Nachdem ich geduscht und mich umgezogen hatte, verließ ich die Sporthalle und ging langsam über den Parkplatz zu meinem Fahrrad.
Die leichte Brise war angenehm und ich freute mich darauf, zu Hause endlich die verschwitzte Jeans auszuziehen und wieder
in meinen Lieblingsrock zu schlüpfen.
Da bemerkte ich das Auto. Ich blieb wie angewurzelt stehen. Ein alter, dunkelblauer Passat. Er stand zwischen einem roten
Golf und einem weißen Mercedes auf dem Lehrerparkplatz wie ein immer wiederkehrender Albtraum. Und diesmal gab es keinen Zweifel:
Der Wagen war nicht meiner Fantasie entsprungen. Er war wirklich da. Meine Beine begannen zu zittern.
»Hey, Jenny!«
Jakob stieg aus dem Wagen. Mein Mund war so trocken, dass ich keinen Ton herausbrachte. Ich räusperte mich und flüsterte:
»Ist das dein Auto?«
Jakob nickte. Sein Blick war unergründlich. Ich wollte mich nicht wieder von ihm fortziehen lassen, aber es passierte trotzdem.
Ich konnte nichts dagegen tun.
Dunkelheit, beschlagene Scheiben. Der muffige Geruch des Schlafsacks. Übelkeit, Angst, Panik . . .
Ich warf einen Blick in den Passat. Das verstaubte Armaturenbrett, die Sitze aus abgewetztem Leder und der Müll im Fußraum.

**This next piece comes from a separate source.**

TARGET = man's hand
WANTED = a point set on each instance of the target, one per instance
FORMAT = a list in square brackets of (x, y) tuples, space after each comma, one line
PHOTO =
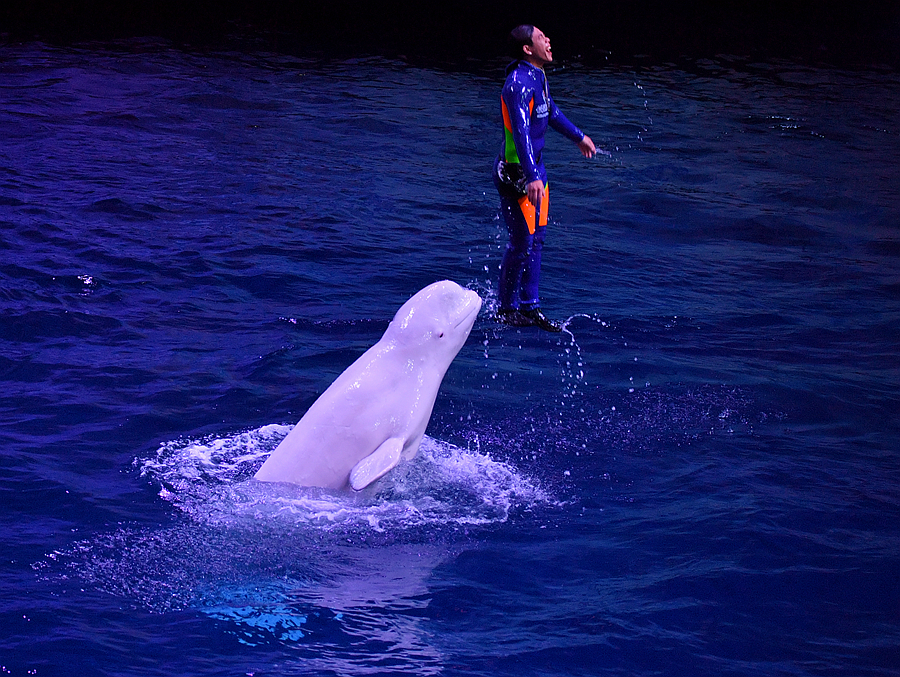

Es war der Wagen, in dem ich Samstagnacht aufgewacht war, kein Zweifel. Der Beifahrersitz befand sich wieder in der Senkrechten.
Auf dem Rücksitz meinte ich, einen zusammengeknüllten, olivgrünen Schlafsack zu erkennen.
Lustvolles Stöhnen. Gespreizte Schenkel. Blutige Kratzer auf weißer Haut . . .
Jakob kam auf mich zu. Ich wollte weglaufen, aber meine Beine gehorchten mir nicht. Ich blieb wie festgewachsen auf dem Parkplatz
stehen. Was, wenn er mich gleich ins Auto ziehen und losfahren würde? Zurück in den Wald? Zurück in meinen Albtraum?